Parigi dimentica. Sembra anche dimenticare che tra due settimane, il 10 aprile, si voterà per eleggere il Presidente della Repubblica. Non c’è traccia di elezioni imminenti sui muri della città. I quotidiani dedicano poche pagine al dibattito politico. Macron non ha tempo per confronti sul programma impegnato com’è con la presidenza di turno francese del Consiglio Europeo e nel ruolo di prestigio che si è ritagliato nei negoziati per fermare la guerra. Formidabile tribuna di immagine senza contraddittorio per volare nei sondaggi quasi al 30% e assicurarsi il primo turno. Tant’acqua è passata sotto i ponti della Senna da quando i gilet gialli bloccavano la Francia tutti i sabati e il gradimento di Macron scendeva a picco. Oggi la sua rielezione al secondo turno viene data per certa dai media. A chi toccherà sfidarlo il 24 aprile? Trai 12 candidati all’ Eliseo la socialista Anna Hidalgo, sindaco di Parigi, e Valerie Pécresse, Repubblicani, il partito un tempo si Sarkozy, non vengono nei sondaggi accreditati per il ballottaggio. La rosa per il titolo di sfidante vede al primo posto Marine Le Pen sotto il 20% poco insidiata a sinistra da Jean Luc Mélenchon al 13% e alla destra estrema da Eric Zemmour al 12%.

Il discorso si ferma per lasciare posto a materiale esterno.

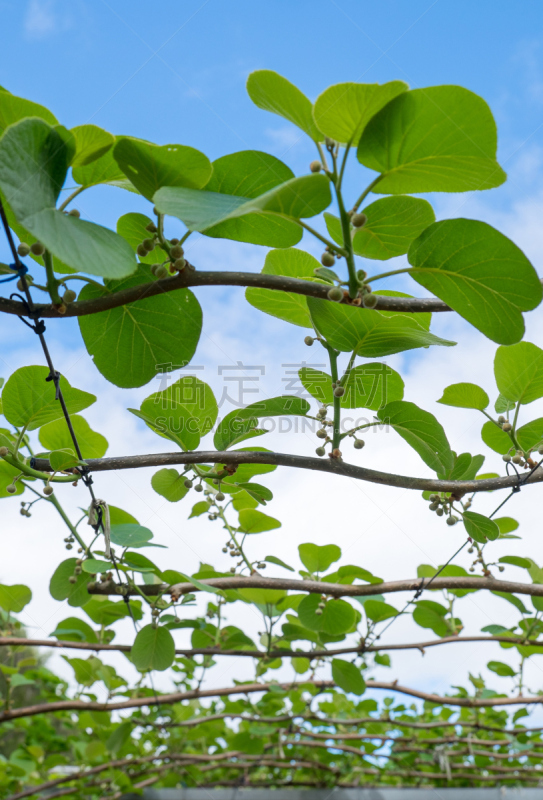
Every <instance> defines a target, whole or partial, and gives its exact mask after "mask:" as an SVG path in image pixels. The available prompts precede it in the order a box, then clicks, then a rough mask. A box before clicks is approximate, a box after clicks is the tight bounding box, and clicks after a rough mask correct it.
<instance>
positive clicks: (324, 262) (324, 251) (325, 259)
mask: <svg viewBox="0 0 543 800" xmlns="http://www.w3.org/2000/svg"><path fill="white" fill-rule="evenodd" d="M335 263H336V259H335V257H334V256H333V254H332V253H329V252H328V250H325V251H324V253H323V254H322V256H321V264H322V266H323V267H333V266H334V264H335Z"/></svg>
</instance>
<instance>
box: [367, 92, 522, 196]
mask: <svg viewBox="0 0 543 800" xmlns="http://www.w3.org/2000/svg"><path fill="white" fill-rule="evenodd" d="M496 148H497V133H496V124H495V122H494V119H493V117H492V113H491V111H490V109H489V108H488V106H487V104H486V103H485V101H484V100H483V99H482V98H481V97H478V96H477V95H476V94H474V93H473V92H470V91H468V90H467V89H464V88H462V87H460V86H430V87H427V88H424V89H414V90H412V91H409V92H404V93H403V94H400V95H399V96H398V97H396V98H395V99H394V100H392V101H391V102H390V103H388V104H387V105H386V106H385V107H384V108H383V109H382V110H381V111H379V112H378V113H377V114H376V115H375V116H374V117H373V118H372V119H371V120H370V121H369V123H368V124H367V126H366V128H365V130H364V132H363V134H362V137H361V139H360V143H359V145H358V160H359V161H360V162H361V163H362V164H364V166H366V167H369V168H370V169H373V170H376V171H377V172H380V173H381V174H382V176H383V177H382V178H381V180H380V181H379V183H378V184H377V186H375V187H374V189H373V191H374V192H377V193H379V194H404V193H405V194H418V193H420V192H469V191H473V190H474V189H475V190H480V189H492V188H494V187H495V186H500V185H501V184H502V183H503V182H504V181H505V177H506V176H505V173H504V172H503V170H502V169H501V167H500V166H499V164H498V163H497V161H496Z"/></svg>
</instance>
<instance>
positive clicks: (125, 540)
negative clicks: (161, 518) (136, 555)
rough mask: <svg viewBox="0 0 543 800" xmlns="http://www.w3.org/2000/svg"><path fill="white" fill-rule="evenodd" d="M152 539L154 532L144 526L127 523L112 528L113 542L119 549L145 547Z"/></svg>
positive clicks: (115, 526)
mask: <svg viewBox="0 0 543 800" xmlns="http://www.w3.org/2000/svg"><path fill="white" fill-rule="evenodd" d="M152 538H153V534H152V532H151V531H150V530H149V528H144V527H143V525H134V524H133V523H125V524H124V525H112V526H111V541H112V543H113V544H118V545H119V547H145V546H146V545H147V543H148V542H150V541H151V539H152Z"/></svg>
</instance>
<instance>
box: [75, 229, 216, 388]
mask: <svg viewBox="0 0 543 800" xmlns="http://www.w3.org/2000/svg"><path fill="white" fill-rule="evenodd" d="M127 246H128V245H127ZM150 277H151V275H150V273H149V271H148V269H147V268H146V267H139V268H138V270H137V272H136V274H135V275H132V276H131V277H129V278H127V279H125V280H124V281H115V282H108V283H107V286H106V287H104V288H101V287H99V286H96V285H95V284H90V283H89V284H87V285H86V286H84V287H83V289H82V290H81V293H80V295H79V299H80V300H94V299H96V298H99V297H105V296H107V295H108V294H111V292H112V291H122V290H123V289H128V288H130V287H131V286H137V285H139V284H142V283H146V282H147V281H148V280H149V279H150ZM78 321H79V328H80V330H81V335H82V336H83V340H84V342H85V346H86V348H87V350H88V352H89V353H90V355H91V356H92V357H93V359H94V364H95V366H96V367H97V368H98V369H99V370H100V372H101V373H102V375H103V376H104V377H105V378H107V380H108V381H110V382H111V383H114V384H115V386H120V387H122V388H123V389H126V388H132V387H135V386H143V385H144V384H146V383H148V382H149V381H150V380H151V379H152V378H154V377H155V375H157V370H160V368H162V369H163V370H164V372H169V371H171V370H172V369H179V368H181V367H183V366H185V365H186V364H188V363H189V361H190V360H191V358H192V356H193V355H194V352H195V350H196V346H197V344H198V340H199V338H200V331H201V329H202V310H201V308H200V304H199V303H198V300H197V299H196V297H195V296H194V295H193V293H192V292H191V291H189V290H188V289H178V290H176V291H175V292H168V293H164V294H161V295H155V296H154V297H148V298H145V299H142V300H137V301H136V302H135V303H130V304H129V305H125V306H118V307H117V308H111V309H109V310H108V311H101V312H100V313H98V314H92V315H88V316H82V317H79V320H78Z"/></svg>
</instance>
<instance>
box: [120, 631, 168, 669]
mask: <svg viewBox="0 0 543 800" xmlns="http://www.w3.org/2000/svg"><path fill="white" fill-rule="evenodd" d="M130 657H131V659H132V663H133V664H134V666H135V667H136V669H139V670H140V672H145V671H146V670H148V669H156V670H159V671H163V670H165V669H168V667H171V665H172V664H173V660H174V658H175V642H174V640H173V636H172V635H171V633H170V632H169V631H168V630H167V629H166V628H164V627H156V628H155V627H154V625H145V627H144V628H142V629H141V630H140V631H138V633H137V635H136V638H135V639H134V644H133V645H132V649H131V651H130Z"/></svg>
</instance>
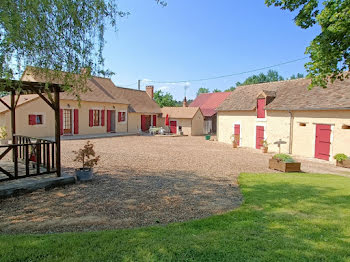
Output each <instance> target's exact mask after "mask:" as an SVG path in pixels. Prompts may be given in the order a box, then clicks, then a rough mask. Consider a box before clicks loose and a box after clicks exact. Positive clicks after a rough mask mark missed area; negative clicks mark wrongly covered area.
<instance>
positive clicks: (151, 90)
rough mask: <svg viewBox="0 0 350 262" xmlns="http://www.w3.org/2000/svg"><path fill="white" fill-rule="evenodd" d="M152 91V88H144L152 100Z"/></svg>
mask: <svg viewBox="0 0 350 262" xmlns="http://www.w3.org/2000/svg"><path fill="white" fill-rule="evenodd" d="M153 90H154V86H146V93H147V95H149V97H150V98H152V99H153Z"/></svg>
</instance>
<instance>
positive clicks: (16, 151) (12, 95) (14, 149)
mask: <svg viewBox="0 0 350 262" xmlns="http://www.w3.org/2000/svg"><path fill="white" fill-rule="evenodd" d="M15 95H16V91H15V90H12V91H11V135H12V144H13V145H15V144H16V137H15V135H16V105H15ZM12 159H13V164H14V173H15V178H17V177H18V148H17V147H16V146H14V147H13V148H12Z"/></svg>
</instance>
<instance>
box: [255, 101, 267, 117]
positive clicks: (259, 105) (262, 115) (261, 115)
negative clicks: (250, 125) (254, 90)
mask: <svg viewBox="0 0 350 262" xmlns="http://www.w3.org/2000/svg"><path fill="white" fill-rule="evenodd" d="M265 106H266V99H265V98H259V99H258V102H257V117H258V118H265Z"/></svg>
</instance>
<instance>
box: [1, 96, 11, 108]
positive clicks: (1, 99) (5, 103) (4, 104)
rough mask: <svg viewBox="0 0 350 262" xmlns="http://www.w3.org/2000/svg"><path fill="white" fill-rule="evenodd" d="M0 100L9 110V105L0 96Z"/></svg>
mask: <svg viewBox="0 0 350 262" xmlns="http://www.w3.org/2000/svg"><path fill="white" fill-rule="evenodd" d="M0 102H1V103H2V104H3V105H4V106H6V107H7V108H8V109H9V110H11V107H10V106H9V105H8V104H7V103H6V102H5V101H4V100H2V99H1V98H0Z"/></svg>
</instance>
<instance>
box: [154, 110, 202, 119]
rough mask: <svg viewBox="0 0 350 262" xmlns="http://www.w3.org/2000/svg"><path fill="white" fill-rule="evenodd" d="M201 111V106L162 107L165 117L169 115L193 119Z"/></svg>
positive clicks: (171, 116) (169, 115)
mask: <svg viewBox="0 0 350 262" xmlns="http://www.w3.org/2000/svg"><path fill="white" fill-rule="evenodd" d="M198 110H199V111H200V108H199V107H163V108H161V111H162V114H163V117H166V115H169V117H170V118H188V119H192V118H193V117H194V116H195V115H196V113H197V112H198Z"/></svg>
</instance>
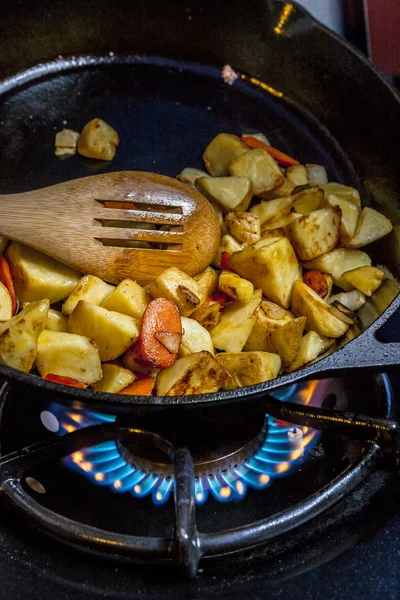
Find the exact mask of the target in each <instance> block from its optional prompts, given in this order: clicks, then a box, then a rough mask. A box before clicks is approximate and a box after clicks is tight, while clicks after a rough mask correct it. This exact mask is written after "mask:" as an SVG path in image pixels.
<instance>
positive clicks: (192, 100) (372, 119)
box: [0, 0, 400, 413]
mask: <svg viewBox="0 0 400 600" xmlns="http://www.w3.org/2000/svg"><path fill="white" fill-rule="evenodd" d="M166 6H167V5H166V4H165V2H164V1H163V0H144V1H138V2H135V3H133V5H132V3H131V2H128V1H125V0H122V1H120V2H113V3H108V2H106V1H103V0H96V1H94V0H89V1H87V2H85V3H79V2H71V3H68V4H67V5H65V3H64V2H62V1H59V0H55V1H54V2H53V3H52V5H51V9H50V7H49V5H48V4H47V3H46V2H37V3H29V2H28V1H24V0H23V1H22V2H19V3H18V6H14V5H13V7H12V8H10V9H9V12H8V15H7V19H6V20H3V21H2V22H1V23H0V35H1V39H2V40H3V47H6V48H7V53H4V54H3V56H2V59H1V60H2V61H3V64H2V65H1V70H2V72H3V73H4V74H5V75H6V79H5V80H4V81H3V83H1V84H0V121H1V129H0V177H1V182H0V189H1V192H2V193H12V192H19V191H24V190H29V189H33V188H39V187H42V186H46V185H51V184H54V183H58V182H61V181H65V180H67V179H73V178H76V177H82V176H84V175H88V174H91V173H93V172H95V171H96V172H107V171H111V170H112V171H118V170H125V169H132V170H145V171H156V172H160V173H164V174H167V175H170V176H174V175H176V174H177V173H178V172H179V171H180V170H181V169H182V168H183V167H186V166H193V167H201V166H202V163H201V153H202V150H203V149H204V148H205V146H206V144H207V143H208V142H209V141H210V140H211V139H212V137H213V136H214V135H216V134H217V133H220V132H231V133H237V134H241V133H243V132H256V131H264V132H265V133H266V134H267V135H268V137H269V138H270V140H271V142H272V144H273V145H274V146H276V147H278V148H280V149H281V150H283V151H284V152H287V153H288V154H291V155H293V156H296V157H298V158H299V159H300V160H301V162H305V163H307V162H311V163H320V164H323V165H325V167H326V168H327V171H328V175H329V180H330V181H340V182H343V183H346V184H348V185H352V186H355V187H357V188H358V189H360V190H361V193H362V197H363V202H364V204H369V205H371V206H375V207H377V208H379V210H381V211H382V212H383V213H385V214H386V215H387V216H388V217H390V218H391V219H392V221H393V222H394V223H395V224H397V223H399V222H400V214H399V204H398V190H399V189H400V171H399V169H398V157H399V156H400V141H399V137H398V136H395V135H394V133H395V131H396V130H397V129H396V126H397V124H398V123H399V121H400V102H399V99H398V98H397V96H396V94H395V92H394V90H393V89H392V88H391V87H390V86H389V85H388V84H387V82H386V81H385V79H384V77H383V76H382V75H381V74H380V73H379V72H378V71H377V70H376V69H375V68H374V67H373V66H371V64H370V63H369V62H368V61H367V60H366V59H365V58H363V57H362V56H361V55H360V54H359V53H358V52H356V51H355V50H354V48H352V47H350V46H349V45H348V44H346V43H344V42H343V41H341V40H340V39H339V38H338V37H337V36H335V35H334V34H332V33H331V32H329V31H328V30H327V29H325V28H324V27H322V26H321V25H320V24H318V23H316V22H314V21H313V20H312V19H311V17H310V16H309V15H308V14H307V13H306V12H305V11H303V10H302V9H300V8H299V7H298V6H297V5H295V4H293V5H292V4H291V3H286V2H283V1H281V0H264V1H260V0H258V1H255V2H252V3H251V6H250V5H249V3H244V2H241V1H240V0H238V1H233V2H232V0H230V1H229V2H228V1H219V2H218V3H215V2H208V1H205V2H200V3H199V2H198V1H196V2H191V1H188V2H185V3H184V5H183V3H182V2H178V1H177V2H172V3H171V2H169V3H168V9H167V10H166ZM65 11H66V12H65ZM57 55H58V57H57V58H55V59H54V58H53V60H51V58H52V57H55V56H57ZM225 63H230V64H231V65H232V66H233V67H234V68H235V69H236V70H237V71H238V72H240V74H241V75H242V77H241V78H240V79H239V80H238V81H237V82H236V83H235V84H234V85H233V86H228V85H227V84H225V83H224V82H223V81H222V78H221V75H220V71H221V67H222V66H223V65H224V64H225ZM32 64H33V65H34V66H31V67H30V68H28V70H26V69H27V67H29V66H30V65H32ZM16 73H17V74H16ZM96 116H98V117H102V118H103V119H105V120H106V121H107V122H108V123H110V124H111V125H112V126H113V127H115V129H116V130H117V131H118V133H119V134H120V138H121V144H120V147H119V148H118V152H117V156H116V158H115V160H114V161H113V163H112V164H99V163H98V162H91V161H87V160H84V159H81V158H79V157H74V158H71V159H69V160H64V161H60V160H58V159H56V158H55V157H54V156H53V143H54V133H55V131H56V130H59V129H61V128H62V127H63V126H65V125H67V126H68V127H71V128H72V129H77V130H80V129H81V128H82V126H83V125H84V123H86V122H87V121H88V120H89V119H91V118H93V117H96ZM398 235H399V229H398V226H395V228H394V231H393V233H392V234H391V235H390V236H389V237H387V238H385V239H384V240H383V241H381V242H380V243H379V242H378V243H375V244H374V245H373V246H370V247H368V248H367V251H368V252H369V253H371V255H372V257H373V259H374V262H375V263H376V264H378V265H382V266H383V268H384V269H385V271H386V273H387V275H388V280H387V283H386V284H385V285H384V286H383V288H381V289H380V290H379V291H378V292H377V293H376V294H375V297H374V298H372V299H371V301H369V302H368V304H367V305H366V306H365V307H364V308H363V309H362V310H361V311H360V313H359V314H360V323H359V325H358V328H357V330H356V331H354V332H353V334H352V335H350V336H349V337H348V338H347V339H350V338H351V337H354V336H356V335H358V334H359V335H358V337H357V339H354V340H353V341H350V342H349V343H348V344H347V345H345V347H342V348H340V349H338V350H336V351H335V352H334V353H333V354H331V355H330V356H328V357H326V358H322V359H321V360H320V361H318V362H316V363H314V364H311V365H309V366H307V367H305V368H303V369H301V370H300V371H298V372H296V373H293V374H290V375H285V376H283V377H280V378H278V379H276V380H275V381H272V382H268V383H264V384H260V385H256V386H252V387H251V388H245V389H239V390H234V391H230V392H219V393H216V394H207V395H198V396H184V397H182V396H180V397H165V398H157V397H148V398H147V397H146V398H144V397H127V396H118V395H110V394H103V393H98V392H93V391H90V390H77V389H72V388H68V387H64V386H59V385H57V384H53V383H51V382H47V381H43V380H41V379H40V378H39V377H35V376H32V375H27V374H24V373H21V372H18V371H15V370H13V369H10V368H7V367H4V366H0V375H4V376H6V377H7V378H9V379H11V380H17V381H18V382H20V383H23V384H26V385H28V386H35V387H36V388H39V389H41V390H43V392H44V393H56V394H57V395H58V396H59V398H60V400H62V401H64V402H74V404H75V405H76V406H82V407H83V406H89V407H91V408H93V409H94V408H96V409H101V410H109V411H112V412H114V413H115V412H117V411H126V410H127V409H129V408H132V407H133V406H134V405H136V406H140V405H144V404H146V405H149V404H153V405H155V404H158V405H166V404H169V405H171V404H179V405H182V404H189V403H190V404H192V403H210V402H226V401H230V400H231V401H233V400H239V399H245V398H248V397H250V396H252V397H255V396H261V395H264V394H265V393H266V392H267V391H269V390H272V389H275V388H277V387H281V386H283V385H288V384H291V383H293V382H295V381H298V380H300V379H304V378H310V377H314V378H315V377H319V376H322V375H327V374H329V375H335V374H337V373H339V372H340V373H342V372H343V371H344V370H349V369H351V370H357V369H362V368H369V369H375V370H387V369H389V368H392V367H395V366H397V365H398V364H400V345H399V344H397V343H393V342H392V343H385V344H383V343H382V342H381V341H379V340H378V337H377V335H378V332H379V329H380V327H381V326H382V325H383V324H384V323H385V322H386V321H387V320H388V318H389V317H390V316H391V315H392V314H394V313H395V311H396V310H397V308H398V306H399V302H400V296H398V295H397V294H398V290H399V284H398V277H399V272H400V259H399V256H398V251H397V247H398Z"/></svg>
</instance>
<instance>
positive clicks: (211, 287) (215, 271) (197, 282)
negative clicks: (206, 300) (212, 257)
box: [194, 267, 218, 300]
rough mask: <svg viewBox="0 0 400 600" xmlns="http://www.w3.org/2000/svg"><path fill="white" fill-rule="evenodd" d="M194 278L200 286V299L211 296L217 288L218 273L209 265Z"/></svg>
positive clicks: (202, 298)
mask: <svg viewBox="0 0 400 600" xmlns="http://www.w3.org/2000/svg"><path fill="white" fill-rule="evenodd" d="M194 280H195V281H196V282H197V284H198V285H199V286H200V289H201V298H202V300H205V299H206V298H208V297H209V296H211V294H213V293H214V292H215V290H216V289H217V285H218V275H217V273H216V271H215V270H214V269H212V268H211V267H207V269H206V270H205V271H203V272H202V273H200V275H196V276H195V277H194Z"/></svg>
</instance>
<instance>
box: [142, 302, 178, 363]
mask: <svg viewBox="0 0 400 600" xmlns="http://www.w3.org/2000/svg"><path fill="white" fill-rule="evenodd" d="M161 332H162V333H178V334H179V335H182V323H181V317H180V314H179V310H178V307H177V306H176V304H174V302H172V301H171V300H167V298H155V300H152V301H151V302H150V304H149V305H148V306H147V308H146V310H145V311H144V313H143V317H142V323H141V325H140V333H139V340H140V351H141V354H142V359H143V360H144V361H145V362H147V363H149V364H150V365H151V366H153V367H158V368H164V367H170V366H171V365H173V364H174V362H175V361H176V359H177V357H178V354H177V353H174V352H170V351H169V350H168V348H166V346H164V345H163V344H162V343H161V341H160V335H157V336H156V334H160V333H161ZM157 337H158V338H159V339H157ZM161 337H162V336H161Z"/></svg>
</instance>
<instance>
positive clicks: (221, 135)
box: [203, 133, 248, 177]
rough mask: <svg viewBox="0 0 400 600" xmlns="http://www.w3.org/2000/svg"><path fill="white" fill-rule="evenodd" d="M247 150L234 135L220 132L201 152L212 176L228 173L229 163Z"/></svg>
mask: <svg viewBox="0 0 400 600" xmlns="http://www.w3.org/2000/svg"><path fill="white" fill-rule="evenodd" d="M247 151H248V147H247V146H246V144H244V143H243V142H242V141H241V140H240V139H239V138H238V137H237V136H236V135H231V134H230V133H220V134H218V135H217V136H216V137H215V138H214V139H213V140H211V142H210V143H209V144H208V146H207V148H206V149H205V152H204V154H203V160H204V164H205V165H206V169H207V171H208V172H209V173H210V175H213V176H214V177H223V176H225V175H229V169H228V166H229V163H230V162H231V161H232V160H233V159H234V158H236V157H237V156H240V155H241V154H244V153H245V152H247Z"/></svg>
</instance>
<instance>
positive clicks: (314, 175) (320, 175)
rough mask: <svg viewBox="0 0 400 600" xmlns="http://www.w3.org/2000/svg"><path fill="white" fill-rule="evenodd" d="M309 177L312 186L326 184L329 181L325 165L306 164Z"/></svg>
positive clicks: (308, 179)
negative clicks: (323, 165) (324, 165)
mask: <svg viewBox="0 0 400 600" xmlns="http://www.w3.org/2000/svg"><path fill="white" fill-rule="evenodd" d="M306 170H307V179H308V183H309V184H310V185H311V186H316V185H324V184H326V183H328V176H327V174H326V171H325V167H322V166H321V165H306Z"/></svg>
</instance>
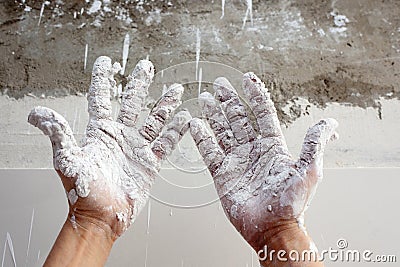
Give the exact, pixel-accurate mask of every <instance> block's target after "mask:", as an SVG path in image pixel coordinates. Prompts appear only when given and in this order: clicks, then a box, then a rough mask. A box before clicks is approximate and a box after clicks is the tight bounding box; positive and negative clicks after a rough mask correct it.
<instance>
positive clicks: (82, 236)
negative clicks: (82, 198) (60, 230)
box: [44, 216, 115, 266]
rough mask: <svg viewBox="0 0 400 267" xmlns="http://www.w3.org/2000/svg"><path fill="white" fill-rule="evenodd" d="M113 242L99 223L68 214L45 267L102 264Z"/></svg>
mask: <svg viewBox="0 0 400 267" xmlns="http://www.w3.org/2000/svg"><path fill="white" fill-rule="evenodd" d="M114 241H115V238H114V235H113V233H112V231H111V230H107V228H106V227H105V226H103V225H100V224H99V223H98V222H94V221H92V220H88V219H82V218H79V219H78V218H74V217H72V218H71V216H69V218H68V219H67V220H66V222H65V223H64V226H63V228H62V229H61V232H60V234H59V235H58V237H57V240H56V242H55V243H54V246H53V248H52V249H51V251H50V253H49V256H48V257H47V259H46V262H45V264H44V266H104V264H105V262H106V261H107V258H108V255H109V254H110V251H111V248H112V246H113V244H114Z"/></svg>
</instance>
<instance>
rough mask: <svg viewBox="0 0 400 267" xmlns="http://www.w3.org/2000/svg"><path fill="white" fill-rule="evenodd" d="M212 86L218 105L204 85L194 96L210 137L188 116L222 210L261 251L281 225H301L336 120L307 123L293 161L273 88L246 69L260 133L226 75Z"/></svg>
mask: <svg viewBox="0 0 400 267" xmlns="http://www.w3.org/2000/svg"><path fill="white" fill-rule="evenodd" d="M214 89H215V91H216V96H215V98H216V99H217V100H218V101H219V104H217V102H216V100H215V98H214V96H213V95H211V94H210V93H207V92H205V93H202V94H201V95H200V96H199V103H200V106H201V108H202V111H203V114H204V115H205V116H206V118H207V120H208V122H209V124H210V126H211V128H212V130H213V132H214V134H215V137H214V136H213V135H212V134H211V133H210V132H209V131H208V130H207V128H206V126H205V124H204V123H203V121H202V120H201V119H198V118H195V119H193V120H192V121H191V122H190V131H191V134H192V136H193V138H194V141H195V143H196V144H197V147H198V149H199V152H200V154H201V155H202V157H203V159H204V162H205V163H206V165H207V166H208V168H209V171H210V172H211V175H212V176H213V178H214V183H215V187H216V189H217V191H218V194H219V196H220V198H221V202H222V205H223V207H224V211H225V213H226V215H227V217H228V218H229V220H230V221H231V222H232V224H233V225H234V226H235V227H236V229H237V230H238V231H239V232H240V234H241V235H242V236H243V237H244V238H245V239H246V240H247V242H248V243H249V244H250V245H251V246H252V247H253V248H254V249H255V250H256V251H259V250H260V249H262V248H263V247H264V246H265V245H270V244H271V242H272V243H273V242H274V241H273V240H275V239H276V238H278V236H279V233H280V232H283V231H287V230H291V229H294V230H295V232H297V230H299V231H301V230H302V229H304V228H302V227H303V215H304V211H305V210H306V208H307V206H308V205H309V203H310V201H311V199H312V196H313V194H314V193H315V190H316V187H317V185H318V182H319V181H320V180H321V179H322V157H323V153H324V148H325V145H326V144H327V142H328V141H329V140H331V139H333V138H335V137H336V133H335V128H336V127H337V125H338V124H337V122H336V121H335V120H334V119H325V120H321V121H320V122H319V123H317V124H316V125H314V126H313V127H311V128H310V129H309V130H308V132H307V134H306V137H305V141H304V144H303V149H302V151H301V154H300V158H299V159H298V160H293V159H292V157H291V155H290V154H289V151H288V149H287V146H286V143H285V139H284V137H283V135H282V131H281V128H280V124H279V120H278V117H277V113H276V109H275V107H274V104H273V102H272V101H271V99H270V94H269V92H268V91H267V89H266V88H265V86H264V83H263V82H261V80H260V79H259V78H258V77H257V76H256V75H255V74H254V73H246V74H245V75H244V77H243V90H244V93H245V95H246V97H247V99H248V101H249V105H250V108H251V110H252V112H253V114H254V116H255V117H256V122H257V128H258V129H259V130H258V131H259V133H260V135H259V136H258V135H257V133H256V130H255V129H254V128H253V126H252V123H251V121H250V119H249V117H248V115H247V114H246V110H245V107H244V105H243V104H242V102H241V100H240V99H239V96H238V94H237V92H236V91H235V89H234V88H233V87H232V85H231V84H230V83H229V82H228V80H226V79H225V78H218V79H217V80H216V81H215V83H214ZM289 232H291V231H289ZM292 238H295V237H292ZM307 246H308V247H309V242H308V243H307Z"/></svg>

Cavallo di battaglia di Zemmour, origine ebraica, è la lotta all’immigrazione, con toni più marcati della Le Pen. Zemmour viene definito come ideologo della destra radicale e apripista a Marion Marèchal giovanissima figlia di una sorella di Marine Le Pen. Quanto basta per far definire dinastica la destra francese.
Macron dunque sembra avviarsi alla riconferma. Poche speranze per la destra divisa tra quella moderata di Pécresse, quella radicale della Le Pen e quella più marcata di Zemmour. Divisi in Francia non si vince. Neppure in Italia.